|INSIDE THE BOX: Election offices collect ballot boxes at the Central Resource Centre in Babar Mahal.|
The campaign fever is over, election day itself was an anti-climax and now begins the long, long wait for the results.
In Nepal, voting itself is not the big issue. It is the process of counting that has people glued to their radio sets. In many cases this is where democracy falters.
"If we didn't have the proportional representation system, vote counting would have taken three days maximum," says Baburam Khanal at the Election Commission. Because this is a mixed election, the process of counting can take up to two weeks.
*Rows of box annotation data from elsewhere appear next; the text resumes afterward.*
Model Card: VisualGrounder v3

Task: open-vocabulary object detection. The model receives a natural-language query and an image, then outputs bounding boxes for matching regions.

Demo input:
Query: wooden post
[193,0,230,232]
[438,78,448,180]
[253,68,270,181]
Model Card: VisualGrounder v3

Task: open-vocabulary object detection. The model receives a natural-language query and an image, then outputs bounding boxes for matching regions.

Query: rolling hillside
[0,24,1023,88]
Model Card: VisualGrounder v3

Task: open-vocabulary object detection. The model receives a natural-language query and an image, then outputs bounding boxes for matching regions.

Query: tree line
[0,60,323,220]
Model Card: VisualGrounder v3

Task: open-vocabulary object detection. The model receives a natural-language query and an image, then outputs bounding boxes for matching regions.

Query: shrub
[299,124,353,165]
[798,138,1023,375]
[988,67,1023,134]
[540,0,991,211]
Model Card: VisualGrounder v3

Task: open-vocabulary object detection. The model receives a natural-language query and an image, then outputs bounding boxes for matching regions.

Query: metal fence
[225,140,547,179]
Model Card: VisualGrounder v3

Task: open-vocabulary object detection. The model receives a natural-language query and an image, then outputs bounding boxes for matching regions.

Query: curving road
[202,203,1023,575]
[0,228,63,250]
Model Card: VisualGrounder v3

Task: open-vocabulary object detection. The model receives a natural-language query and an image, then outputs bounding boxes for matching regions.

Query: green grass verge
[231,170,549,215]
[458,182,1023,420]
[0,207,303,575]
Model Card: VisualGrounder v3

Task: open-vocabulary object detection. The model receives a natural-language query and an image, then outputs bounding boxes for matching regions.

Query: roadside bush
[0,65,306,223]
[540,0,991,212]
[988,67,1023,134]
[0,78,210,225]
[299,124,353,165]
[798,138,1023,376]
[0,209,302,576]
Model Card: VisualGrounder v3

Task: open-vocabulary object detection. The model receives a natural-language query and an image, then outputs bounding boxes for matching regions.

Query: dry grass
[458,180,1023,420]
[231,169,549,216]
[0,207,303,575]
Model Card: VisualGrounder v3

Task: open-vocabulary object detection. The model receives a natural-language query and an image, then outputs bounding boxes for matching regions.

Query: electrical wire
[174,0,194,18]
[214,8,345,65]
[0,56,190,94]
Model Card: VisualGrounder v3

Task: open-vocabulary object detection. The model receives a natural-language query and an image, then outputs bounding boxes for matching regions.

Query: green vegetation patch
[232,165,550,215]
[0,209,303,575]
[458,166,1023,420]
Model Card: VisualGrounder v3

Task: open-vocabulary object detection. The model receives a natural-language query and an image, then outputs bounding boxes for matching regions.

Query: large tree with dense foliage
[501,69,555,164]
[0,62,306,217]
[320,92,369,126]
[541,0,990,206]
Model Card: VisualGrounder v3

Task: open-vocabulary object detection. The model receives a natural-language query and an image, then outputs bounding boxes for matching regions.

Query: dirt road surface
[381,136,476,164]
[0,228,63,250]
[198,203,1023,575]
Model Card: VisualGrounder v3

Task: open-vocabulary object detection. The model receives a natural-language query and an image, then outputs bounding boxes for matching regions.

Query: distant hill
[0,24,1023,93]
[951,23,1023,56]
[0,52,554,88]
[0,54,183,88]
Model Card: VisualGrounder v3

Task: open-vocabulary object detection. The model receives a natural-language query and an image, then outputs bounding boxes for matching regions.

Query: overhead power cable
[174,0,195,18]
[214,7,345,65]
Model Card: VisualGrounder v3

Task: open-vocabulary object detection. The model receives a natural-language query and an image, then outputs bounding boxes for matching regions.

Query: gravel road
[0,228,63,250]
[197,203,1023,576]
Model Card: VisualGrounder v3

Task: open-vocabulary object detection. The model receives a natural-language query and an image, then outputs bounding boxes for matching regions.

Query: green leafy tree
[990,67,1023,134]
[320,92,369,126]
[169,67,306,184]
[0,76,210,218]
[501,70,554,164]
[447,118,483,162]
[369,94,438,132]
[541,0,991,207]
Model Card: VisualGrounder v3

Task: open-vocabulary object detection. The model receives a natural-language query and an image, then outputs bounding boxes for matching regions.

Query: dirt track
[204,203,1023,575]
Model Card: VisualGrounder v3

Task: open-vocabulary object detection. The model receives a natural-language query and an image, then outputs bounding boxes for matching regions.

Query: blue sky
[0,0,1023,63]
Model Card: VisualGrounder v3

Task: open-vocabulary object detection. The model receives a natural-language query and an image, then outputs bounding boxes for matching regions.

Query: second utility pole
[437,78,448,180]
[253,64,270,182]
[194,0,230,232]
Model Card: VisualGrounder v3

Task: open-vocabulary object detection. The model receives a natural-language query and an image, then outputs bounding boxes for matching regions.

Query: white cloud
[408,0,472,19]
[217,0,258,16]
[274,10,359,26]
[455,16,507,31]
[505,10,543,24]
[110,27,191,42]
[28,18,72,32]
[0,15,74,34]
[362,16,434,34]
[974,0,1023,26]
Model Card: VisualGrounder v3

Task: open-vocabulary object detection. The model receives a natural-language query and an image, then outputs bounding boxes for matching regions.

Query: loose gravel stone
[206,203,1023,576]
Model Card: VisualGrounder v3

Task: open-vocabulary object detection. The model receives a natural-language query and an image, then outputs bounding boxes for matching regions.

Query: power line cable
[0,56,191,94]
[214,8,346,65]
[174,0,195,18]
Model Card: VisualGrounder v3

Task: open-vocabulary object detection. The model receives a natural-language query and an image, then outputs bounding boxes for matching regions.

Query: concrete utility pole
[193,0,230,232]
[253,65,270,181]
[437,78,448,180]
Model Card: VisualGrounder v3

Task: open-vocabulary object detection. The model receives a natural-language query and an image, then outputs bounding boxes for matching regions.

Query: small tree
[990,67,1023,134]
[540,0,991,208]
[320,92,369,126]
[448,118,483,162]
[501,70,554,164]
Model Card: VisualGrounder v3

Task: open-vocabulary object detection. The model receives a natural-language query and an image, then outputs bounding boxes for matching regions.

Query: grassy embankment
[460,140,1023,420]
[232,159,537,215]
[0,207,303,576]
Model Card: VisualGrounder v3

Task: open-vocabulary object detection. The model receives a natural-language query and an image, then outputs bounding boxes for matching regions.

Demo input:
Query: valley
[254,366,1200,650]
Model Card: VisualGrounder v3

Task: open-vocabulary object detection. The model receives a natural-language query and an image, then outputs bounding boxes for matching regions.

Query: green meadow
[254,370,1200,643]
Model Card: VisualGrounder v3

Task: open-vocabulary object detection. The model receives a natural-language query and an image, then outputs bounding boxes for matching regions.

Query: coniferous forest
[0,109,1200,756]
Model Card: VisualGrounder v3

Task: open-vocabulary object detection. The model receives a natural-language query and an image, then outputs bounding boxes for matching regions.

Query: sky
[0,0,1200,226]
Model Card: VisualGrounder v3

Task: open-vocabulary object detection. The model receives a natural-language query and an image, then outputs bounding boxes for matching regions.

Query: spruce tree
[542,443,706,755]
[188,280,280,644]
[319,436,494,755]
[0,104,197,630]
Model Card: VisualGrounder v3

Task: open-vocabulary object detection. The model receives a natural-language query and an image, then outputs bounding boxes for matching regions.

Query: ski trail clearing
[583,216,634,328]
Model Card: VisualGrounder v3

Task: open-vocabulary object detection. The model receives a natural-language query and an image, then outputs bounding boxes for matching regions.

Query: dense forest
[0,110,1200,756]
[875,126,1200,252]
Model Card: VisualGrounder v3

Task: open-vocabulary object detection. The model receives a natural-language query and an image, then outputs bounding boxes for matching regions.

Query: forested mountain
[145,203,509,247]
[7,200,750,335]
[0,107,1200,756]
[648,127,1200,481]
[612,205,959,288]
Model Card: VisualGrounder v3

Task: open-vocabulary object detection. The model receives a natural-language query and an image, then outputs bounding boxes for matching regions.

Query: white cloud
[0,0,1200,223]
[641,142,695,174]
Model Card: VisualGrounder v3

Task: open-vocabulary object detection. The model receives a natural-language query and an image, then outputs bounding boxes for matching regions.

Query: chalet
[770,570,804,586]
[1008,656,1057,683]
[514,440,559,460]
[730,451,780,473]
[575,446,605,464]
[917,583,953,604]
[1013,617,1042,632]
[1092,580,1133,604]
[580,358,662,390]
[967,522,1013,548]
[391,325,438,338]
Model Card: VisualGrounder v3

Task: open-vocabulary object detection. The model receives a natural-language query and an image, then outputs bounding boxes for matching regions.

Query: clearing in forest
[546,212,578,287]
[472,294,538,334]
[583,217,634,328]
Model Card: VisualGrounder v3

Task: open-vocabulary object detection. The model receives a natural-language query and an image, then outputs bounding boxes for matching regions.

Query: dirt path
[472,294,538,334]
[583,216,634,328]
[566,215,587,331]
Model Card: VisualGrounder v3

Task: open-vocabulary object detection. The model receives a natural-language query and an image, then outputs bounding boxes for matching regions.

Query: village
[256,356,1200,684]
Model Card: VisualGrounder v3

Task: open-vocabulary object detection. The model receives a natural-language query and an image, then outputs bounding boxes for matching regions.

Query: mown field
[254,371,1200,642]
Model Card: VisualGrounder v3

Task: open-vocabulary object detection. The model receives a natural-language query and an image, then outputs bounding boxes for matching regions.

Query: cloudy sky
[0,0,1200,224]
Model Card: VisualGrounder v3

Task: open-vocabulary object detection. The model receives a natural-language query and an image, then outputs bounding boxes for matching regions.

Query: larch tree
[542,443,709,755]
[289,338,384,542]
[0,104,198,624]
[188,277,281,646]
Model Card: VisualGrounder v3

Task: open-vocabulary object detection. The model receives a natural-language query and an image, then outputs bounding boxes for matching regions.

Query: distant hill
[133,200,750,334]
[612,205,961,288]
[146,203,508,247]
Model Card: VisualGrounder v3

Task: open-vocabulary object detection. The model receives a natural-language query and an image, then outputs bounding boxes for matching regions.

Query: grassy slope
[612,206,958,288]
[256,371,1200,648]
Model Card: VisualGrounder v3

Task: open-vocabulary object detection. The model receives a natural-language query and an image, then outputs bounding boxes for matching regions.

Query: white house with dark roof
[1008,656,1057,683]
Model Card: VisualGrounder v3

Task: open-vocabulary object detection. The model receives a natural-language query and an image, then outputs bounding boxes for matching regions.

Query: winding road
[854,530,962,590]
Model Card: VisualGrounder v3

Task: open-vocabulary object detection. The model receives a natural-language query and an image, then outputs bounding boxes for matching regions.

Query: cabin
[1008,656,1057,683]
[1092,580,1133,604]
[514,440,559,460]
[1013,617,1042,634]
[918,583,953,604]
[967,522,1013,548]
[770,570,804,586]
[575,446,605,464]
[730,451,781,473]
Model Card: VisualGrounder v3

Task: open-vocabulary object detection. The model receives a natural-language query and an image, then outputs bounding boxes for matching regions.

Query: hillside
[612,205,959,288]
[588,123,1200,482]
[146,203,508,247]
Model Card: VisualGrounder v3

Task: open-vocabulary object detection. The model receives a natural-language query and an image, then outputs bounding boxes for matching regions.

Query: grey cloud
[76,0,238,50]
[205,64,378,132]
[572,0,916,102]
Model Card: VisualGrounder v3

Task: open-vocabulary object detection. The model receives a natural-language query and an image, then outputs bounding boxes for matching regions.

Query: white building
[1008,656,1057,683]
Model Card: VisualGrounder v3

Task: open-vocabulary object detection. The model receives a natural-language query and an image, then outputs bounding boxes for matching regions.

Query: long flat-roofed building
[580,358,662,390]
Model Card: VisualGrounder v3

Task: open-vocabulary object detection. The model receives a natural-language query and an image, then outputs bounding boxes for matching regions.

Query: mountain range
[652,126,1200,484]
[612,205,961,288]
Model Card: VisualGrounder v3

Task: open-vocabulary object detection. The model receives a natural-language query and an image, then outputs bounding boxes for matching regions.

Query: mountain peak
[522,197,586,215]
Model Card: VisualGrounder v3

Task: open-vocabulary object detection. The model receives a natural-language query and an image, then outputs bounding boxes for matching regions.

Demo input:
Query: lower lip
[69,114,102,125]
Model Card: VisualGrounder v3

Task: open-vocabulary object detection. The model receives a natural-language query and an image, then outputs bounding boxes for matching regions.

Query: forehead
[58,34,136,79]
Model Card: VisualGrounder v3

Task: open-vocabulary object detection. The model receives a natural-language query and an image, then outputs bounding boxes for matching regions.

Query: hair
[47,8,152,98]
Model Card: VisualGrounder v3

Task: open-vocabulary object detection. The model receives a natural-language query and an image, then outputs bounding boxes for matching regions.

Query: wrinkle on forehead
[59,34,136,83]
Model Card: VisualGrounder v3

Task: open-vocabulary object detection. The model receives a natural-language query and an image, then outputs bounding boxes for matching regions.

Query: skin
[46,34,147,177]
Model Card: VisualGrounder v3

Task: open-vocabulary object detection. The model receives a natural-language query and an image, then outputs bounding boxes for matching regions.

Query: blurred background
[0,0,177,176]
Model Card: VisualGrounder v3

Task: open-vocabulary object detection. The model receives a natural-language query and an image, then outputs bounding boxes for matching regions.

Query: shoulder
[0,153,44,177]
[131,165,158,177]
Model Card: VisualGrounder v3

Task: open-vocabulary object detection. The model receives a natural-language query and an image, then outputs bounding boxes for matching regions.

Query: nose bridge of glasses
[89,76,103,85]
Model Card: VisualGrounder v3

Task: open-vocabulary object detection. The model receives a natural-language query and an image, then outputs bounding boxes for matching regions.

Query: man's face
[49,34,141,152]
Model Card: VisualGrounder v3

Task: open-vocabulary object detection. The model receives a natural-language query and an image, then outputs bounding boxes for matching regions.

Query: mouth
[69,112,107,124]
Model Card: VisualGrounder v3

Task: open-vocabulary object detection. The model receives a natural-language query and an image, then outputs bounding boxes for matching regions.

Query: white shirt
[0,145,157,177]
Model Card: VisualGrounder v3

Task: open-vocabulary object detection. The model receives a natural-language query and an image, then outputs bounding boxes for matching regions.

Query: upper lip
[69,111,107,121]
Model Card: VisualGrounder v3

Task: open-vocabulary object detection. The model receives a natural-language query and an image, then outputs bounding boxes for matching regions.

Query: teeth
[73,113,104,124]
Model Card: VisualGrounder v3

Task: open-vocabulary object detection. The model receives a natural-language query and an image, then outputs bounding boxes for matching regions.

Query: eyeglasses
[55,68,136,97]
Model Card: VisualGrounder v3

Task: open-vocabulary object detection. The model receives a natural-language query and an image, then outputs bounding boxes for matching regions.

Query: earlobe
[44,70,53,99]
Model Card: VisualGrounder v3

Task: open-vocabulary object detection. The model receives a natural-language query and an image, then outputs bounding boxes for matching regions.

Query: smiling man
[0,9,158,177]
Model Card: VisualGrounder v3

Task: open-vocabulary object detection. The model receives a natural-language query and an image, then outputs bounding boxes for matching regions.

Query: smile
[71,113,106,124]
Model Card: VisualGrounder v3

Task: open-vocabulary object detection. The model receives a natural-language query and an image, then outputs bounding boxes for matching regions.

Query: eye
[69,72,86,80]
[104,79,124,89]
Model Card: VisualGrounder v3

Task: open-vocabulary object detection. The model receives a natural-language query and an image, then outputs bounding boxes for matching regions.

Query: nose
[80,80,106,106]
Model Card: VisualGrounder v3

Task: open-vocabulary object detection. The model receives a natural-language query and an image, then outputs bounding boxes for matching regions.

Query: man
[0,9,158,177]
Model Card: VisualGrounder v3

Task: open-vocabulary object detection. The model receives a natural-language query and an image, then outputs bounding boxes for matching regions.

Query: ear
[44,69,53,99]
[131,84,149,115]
The results of direct elections will start being publicised within a day, especially in the Kathmandu constituencies where there is electronic voting. These results will be broadcast through media and the EC website (http://www.election.gov.np). The electronic voting machines have been tried and tested in India and come highly recommended.
After polls closed on Thursday evening, the ballot boxes were sealed and taken to counting centres under security. The ballots for the first-past-the-post and proportional representation systems will be counted simultaneously at each district capital. In remote areas the Home Ministry will use helicopters to deliver ballot boxes.
Each ballot paper will be opened, and its vote noted and marked by five people.Any ballot paper that is missing a signature or appears tampered with in any way will be disregarded. In addition to the counters, one helper, a supervisor and a returning election officer will be present. The returning officer will announce the name of the candidate with the most number of votes as elected. For the PR system, the officer will note the number of votes obtained by each party and fill it in a chart.
At least one representative of each candidate also has to be present at the counting. "Journalists and election observers will also be accommodated so long as there is space," says Khanal. "But we don't want too many people crowding and distracting the count."
"The FPTP counting should be fairly routine, it is only the PR system that might present problems," says Dinesh Tripathi, an independent poll observer for the Nepal Bar Association. Since the PR system considers the entire country as a single constituency, there might be problems with counting and tallies. Adding such a large number of ballots could present a problem.
But Khanal says the system is foolproof. "We have representatives of all the candidates present during counting," he says, "they will balance each other out."
Both FPTP and PR results will be announced in each district as soon as they are completed. The PR vote counting charts will then be relayed to the Election Commission where they will be tallied.
The period until the final results are announced will no doubt be tense, especially if any district needs a re-poll. But Khanal is confident about the counting process, saying: "So long as the voting goes okay, the counting will be no problem." But be prepared for a long wait.